The reports said many numbers on the list were clustered in 10 countries: Azerbaijan, Bahrain, Hungary, India, Kazakhstan, Mexico, Morocco, Rwanda, Saudi Arabia and the United Arab Emirates.
Moroccan security services used the spyware to target around 30 French journalists and media executives, according to the investigation.
Pegasus is reportedly a highly invasive tool that can switch on a target's phone camera and microphone, as well as access data on the device, effectively turning a phone into a pocket spy.
In some cases, it can be installed without the need to trick a user into initiating a download.
NSO issued a denial on Sunday that focused on the report by Forbidden Stories, calling it “full of wrong assumptions and uncorroborated theories”, and threatened a defamation lawsuit.
“We firmly deny the false allegations made in their report,” NSO said.
“As NSO has previously stated, our technology was not associated in any way with the heinous murder of Jamal Khashoggi,” the company said.

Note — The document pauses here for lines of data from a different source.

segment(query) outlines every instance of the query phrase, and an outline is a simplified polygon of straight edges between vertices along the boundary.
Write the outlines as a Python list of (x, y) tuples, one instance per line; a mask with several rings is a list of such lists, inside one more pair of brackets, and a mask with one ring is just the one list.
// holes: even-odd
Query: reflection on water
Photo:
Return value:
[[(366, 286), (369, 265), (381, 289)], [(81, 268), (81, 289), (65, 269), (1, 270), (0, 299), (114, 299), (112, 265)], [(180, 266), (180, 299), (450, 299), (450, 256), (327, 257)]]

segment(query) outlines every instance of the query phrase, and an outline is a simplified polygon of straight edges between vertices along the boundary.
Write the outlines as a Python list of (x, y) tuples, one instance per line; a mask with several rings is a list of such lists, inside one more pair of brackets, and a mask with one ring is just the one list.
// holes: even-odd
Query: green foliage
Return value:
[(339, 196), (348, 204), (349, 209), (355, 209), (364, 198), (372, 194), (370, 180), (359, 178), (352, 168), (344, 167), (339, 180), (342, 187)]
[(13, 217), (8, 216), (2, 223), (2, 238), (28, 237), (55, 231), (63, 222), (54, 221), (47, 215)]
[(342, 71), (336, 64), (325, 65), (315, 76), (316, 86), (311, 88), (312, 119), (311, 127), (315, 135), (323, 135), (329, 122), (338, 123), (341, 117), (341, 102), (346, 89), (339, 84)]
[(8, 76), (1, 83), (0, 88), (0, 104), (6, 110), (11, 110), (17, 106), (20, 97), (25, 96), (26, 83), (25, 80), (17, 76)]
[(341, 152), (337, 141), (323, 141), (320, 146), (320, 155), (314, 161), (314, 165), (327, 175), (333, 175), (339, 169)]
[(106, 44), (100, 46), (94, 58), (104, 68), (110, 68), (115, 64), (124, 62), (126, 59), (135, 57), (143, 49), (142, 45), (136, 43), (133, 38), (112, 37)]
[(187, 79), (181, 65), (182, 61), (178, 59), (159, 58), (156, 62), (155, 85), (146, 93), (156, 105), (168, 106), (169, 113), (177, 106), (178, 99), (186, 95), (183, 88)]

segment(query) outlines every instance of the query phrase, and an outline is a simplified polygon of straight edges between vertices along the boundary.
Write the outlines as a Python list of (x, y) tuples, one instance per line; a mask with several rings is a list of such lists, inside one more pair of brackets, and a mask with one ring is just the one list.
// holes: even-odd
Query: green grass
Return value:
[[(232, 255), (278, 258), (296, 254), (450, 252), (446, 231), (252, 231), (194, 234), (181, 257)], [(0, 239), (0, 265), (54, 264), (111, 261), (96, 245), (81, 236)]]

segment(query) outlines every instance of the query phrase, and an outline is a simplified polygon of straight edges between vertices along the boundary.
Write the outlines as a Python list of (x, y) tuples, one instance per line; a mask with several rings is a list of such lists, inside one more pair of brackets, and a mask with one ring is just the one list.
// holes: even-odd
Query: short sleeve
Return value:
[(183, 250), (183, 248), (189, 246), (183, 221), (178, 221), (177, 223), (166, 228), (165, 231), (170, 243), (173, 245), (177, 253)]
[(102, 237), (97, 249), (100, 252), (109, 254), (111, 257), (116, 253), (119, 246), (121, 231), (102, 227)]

“We would like to emphasise that NSO sells its technologies solely to law enforcement and intelligence agencies of vetted governments for the sole purpose of saving lives through preventing crime and terror acts,” it said.
Citizen Lab reported in December that about three dozen journalists at Qatar's Al Jazeera network had their mobile devices targeted by Pegasus malware.

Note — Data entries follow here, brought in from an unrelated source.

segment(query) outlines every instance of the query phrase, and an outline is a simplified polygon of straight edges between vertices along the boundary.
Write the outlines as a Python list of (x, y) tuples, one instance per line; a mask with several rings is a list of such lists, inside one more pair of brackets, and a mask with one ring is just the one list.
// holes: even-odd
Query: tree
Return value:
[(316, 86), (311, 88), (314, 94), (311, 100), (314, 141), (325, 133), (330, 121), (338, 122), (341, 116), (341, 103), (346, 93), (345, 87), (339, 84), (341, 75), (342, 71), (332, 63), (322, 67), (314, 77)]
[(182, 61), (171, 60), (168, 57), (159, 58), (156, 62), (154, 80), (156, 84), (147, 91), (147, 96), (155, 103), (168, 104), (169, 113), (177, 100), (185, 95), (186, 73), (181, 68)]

Amnesty International reported in June 2020 that Moroccan authorities used NSO's Pegasus software to insert spyware onto the cellphone of Omar Radi, a journalist convicted over a social media post.
At the time, NSO told AFP that it was “deeply troubled by the allegations” and was reviewing the information.
Founded in 2010 by Israelis Shalev Hulio and Omri Lavie, NSO Group is based in the Israeli hi-tech hub of Herzliya, near Tel Aviv. It says it employs hundreds of people in Israel and around the world.